For firms that are lockstep there is one compelling argument for remaining so: It has distinct appeal to a segment of highly desirable partners, particularly those already at the firm, who would see little advantage in being just another open firm. Rather than abandoning lockstep, there are many tweaks a lockstep firm can employ to mitigate the potential disconnect between contribution and compensation: expanding (perhaps dramatically) the number of partners on nonequity tracks; allowing longer periods, and flexibility in time spent, at a given level; placing a cap on the lockstep level to which partners in support practices can ascend; allowing compensation committees the ability to move partners down the ladder; uncapping the system for more types of partners, such as desirable laterals; varying lockstep ladders by country (a near necessity) and cities (worth considering); and introducing or expanding the ranks of “local” or “country” partners.
It’s hard not to feel that partners at closed-system firms are hard done by. They make an implicit trade-off: We’ll do less of the stuff we don’t like (selling, operating at leverage) and sacrifice the attendant financial upside, but in exchange we’ll get to work in a low-griping, low-snarking and all-around more professionally satisfying environment. The former part of the trade-off has proven real, the latter elusive. In looking at how satisfied equity partners are with their lives as attorneys, without factoring compensation into the equation—the second part of the trade-off—there is no meaningful difference by firm type. In each case, just over 70% of partner say they are either slightly, moderately or very satisfied.
If you are inclined to feel sorry for partners at closed-system firms, perhaps feel particularly so for junior partners (those up to 10 years as a partner in this analysis). While the compensation trajectories of junior and senior partners at lockstep and open firms have followed similar paths, those of partners at closed firms have uncoupled. Junior partners at closed-system firms, once compensated roughly the same as their counterparts at open and lockstep firms, are now making 30% to 40% less.
Should more closed-system firms go open? Well, probably not. Just as for lockstep, being closed has distinct appeal to a segment of partners, particularly those already at the firm, who would see little advantage in being just another open firm.

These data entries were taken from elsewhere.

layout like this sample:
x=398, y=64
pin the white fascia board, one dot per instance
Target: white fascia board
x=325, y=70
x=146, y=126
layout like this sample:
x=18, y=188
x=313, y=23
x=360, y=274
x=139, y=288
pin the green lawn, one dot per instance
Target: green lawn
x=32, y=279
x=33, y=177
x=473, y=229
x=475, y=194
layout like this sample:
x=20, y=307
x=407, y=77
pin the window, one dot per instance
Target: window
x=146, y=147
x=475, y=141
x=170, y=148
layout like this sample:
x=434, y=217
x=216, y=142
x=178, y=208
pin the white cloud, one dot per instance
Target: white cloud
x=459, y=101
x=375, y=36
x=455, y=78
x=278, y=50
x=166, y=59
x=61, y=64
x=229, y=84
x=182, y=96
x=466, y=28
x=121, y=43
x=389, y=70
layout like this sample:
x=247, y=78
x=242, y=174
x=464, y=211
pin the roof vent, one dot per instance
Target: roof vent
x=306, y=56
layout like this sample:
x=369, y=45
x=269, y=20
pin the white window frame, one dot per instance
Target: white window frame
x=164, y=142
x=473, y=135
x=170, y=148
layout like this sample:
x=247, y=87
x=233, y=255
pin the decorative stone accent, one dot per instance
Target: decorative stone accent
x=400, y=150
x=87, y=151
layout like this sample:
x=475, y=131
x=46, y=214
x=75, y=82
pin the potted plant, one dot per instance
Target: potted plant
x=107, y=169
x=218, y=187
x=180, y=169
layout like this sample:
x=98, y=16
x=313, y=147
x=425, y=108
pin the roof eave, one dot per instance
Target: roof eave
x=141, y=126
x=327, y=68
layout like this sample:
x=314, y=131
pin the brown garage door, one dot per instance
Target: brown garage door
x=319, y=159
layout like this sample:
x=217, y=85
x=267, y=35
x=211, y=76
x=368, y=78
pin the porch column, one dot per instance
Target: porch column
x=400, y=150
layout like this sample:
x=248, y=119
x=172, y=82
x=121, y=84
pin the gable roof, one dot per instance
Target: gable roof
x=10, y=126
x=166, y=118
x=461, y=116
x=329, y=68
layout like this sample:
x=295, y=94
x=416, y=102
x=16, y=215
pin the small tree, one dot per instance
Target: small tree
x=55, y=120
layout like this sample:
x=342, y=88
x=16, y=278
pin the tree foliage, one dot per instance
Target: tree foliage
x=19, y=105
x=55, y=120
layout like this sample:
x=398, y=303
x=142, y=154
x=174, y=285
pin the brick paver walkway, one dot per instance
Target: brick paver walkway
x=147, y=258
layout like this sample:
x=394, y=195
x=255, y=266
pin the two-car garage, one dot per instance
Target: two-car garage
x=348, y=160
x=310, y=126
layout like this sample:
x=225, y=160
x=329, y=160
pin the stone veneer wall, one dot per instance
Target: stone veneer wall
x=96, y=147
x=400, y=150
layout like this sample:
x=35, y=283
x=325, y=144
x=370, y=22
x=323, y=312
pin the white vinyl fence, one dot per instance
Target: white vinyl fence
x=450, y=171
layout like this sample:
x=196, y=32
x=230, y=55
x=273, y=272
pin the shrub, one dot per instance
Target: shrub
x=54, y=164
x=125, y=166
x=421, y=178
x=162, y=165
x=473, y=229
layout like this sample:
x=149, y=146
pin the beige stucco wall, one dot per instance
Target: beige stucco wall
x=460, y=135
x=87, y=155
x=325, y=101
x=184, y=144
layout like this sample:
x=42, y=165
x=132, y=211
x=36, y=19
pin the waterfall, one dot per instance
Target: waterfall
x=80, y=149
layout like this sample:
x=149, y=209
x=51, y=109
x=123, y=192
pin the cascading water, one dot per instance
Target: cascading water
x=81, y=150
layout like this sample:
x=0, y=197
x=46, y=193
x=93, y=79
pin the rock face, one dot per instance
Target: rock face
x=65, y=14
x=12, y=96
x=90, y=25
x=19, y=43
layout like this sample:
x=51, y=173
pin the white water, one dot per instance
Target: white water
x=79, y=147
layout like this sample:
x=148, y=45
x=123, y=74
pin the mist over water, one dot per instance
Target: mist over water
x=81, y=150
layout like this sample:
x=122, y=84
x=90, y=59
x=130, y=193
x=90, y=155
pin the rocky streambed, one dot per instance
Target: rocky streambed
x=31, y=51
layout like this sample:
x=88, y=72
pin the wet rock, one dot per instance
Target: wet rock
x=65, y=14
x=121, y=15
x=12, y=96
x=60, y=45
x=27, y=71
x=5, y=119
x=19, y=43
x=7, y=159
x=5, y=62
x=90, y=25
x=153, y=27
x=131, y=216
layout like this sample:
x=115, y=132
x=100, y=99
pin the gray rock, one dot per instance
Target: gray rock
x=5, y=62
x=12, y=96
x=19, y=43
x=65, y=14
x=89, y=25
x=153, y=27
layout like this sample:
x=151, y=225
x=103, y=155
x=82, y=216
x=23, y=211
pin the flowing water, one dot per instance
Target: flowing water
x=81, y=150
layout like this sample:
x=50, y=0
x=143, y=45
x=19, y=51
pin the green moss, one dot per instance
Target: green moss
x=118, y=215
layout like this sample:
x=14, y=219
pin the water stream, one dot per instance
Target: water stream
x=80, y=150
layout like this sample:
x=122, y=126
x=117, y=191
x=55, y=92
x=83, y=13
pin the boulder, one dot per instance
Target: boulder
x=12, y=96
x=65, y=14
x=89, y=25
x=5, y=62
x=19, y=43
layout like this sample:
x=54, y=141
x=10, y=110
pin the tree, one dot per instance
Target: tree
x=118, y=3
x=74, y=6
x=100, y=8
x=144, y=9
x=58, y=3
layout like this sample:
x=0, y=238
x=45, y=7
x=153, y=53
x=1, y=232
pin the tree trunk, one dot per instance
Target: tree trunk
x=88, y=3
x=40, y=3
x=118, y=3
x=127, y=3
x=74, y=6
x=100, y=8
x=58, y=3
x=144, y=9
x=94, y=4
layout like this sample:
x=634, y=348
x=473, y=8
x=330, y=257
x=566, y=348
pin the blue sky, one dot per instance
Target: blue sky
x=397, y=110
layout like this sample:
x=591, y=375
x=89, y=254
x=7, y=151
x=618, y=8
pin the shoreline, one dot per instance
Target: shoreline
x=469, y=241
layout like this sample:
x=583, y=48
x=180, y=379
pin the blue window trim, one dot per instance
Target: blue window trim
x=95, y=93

So what levers might leaders at closed-system firms look to pull? On improving profitability, tactics could include less focus on billed hours and more focus on revenues sourced or managed and on leverage. Firms may consider going partially open—letting partners know ranges of compensation but not how much each individual makes. The data shows firms with such systems do not incur the closed-system profitability shortfall. Closed-system firm leaders could also contemplate the notion that visibility on compensation outcomes is entirely separate from clarity on how compensation is determined. Explaining the influence of originations and leverage on compensation may motivate some partners to evolve to more profitable ways of practicing.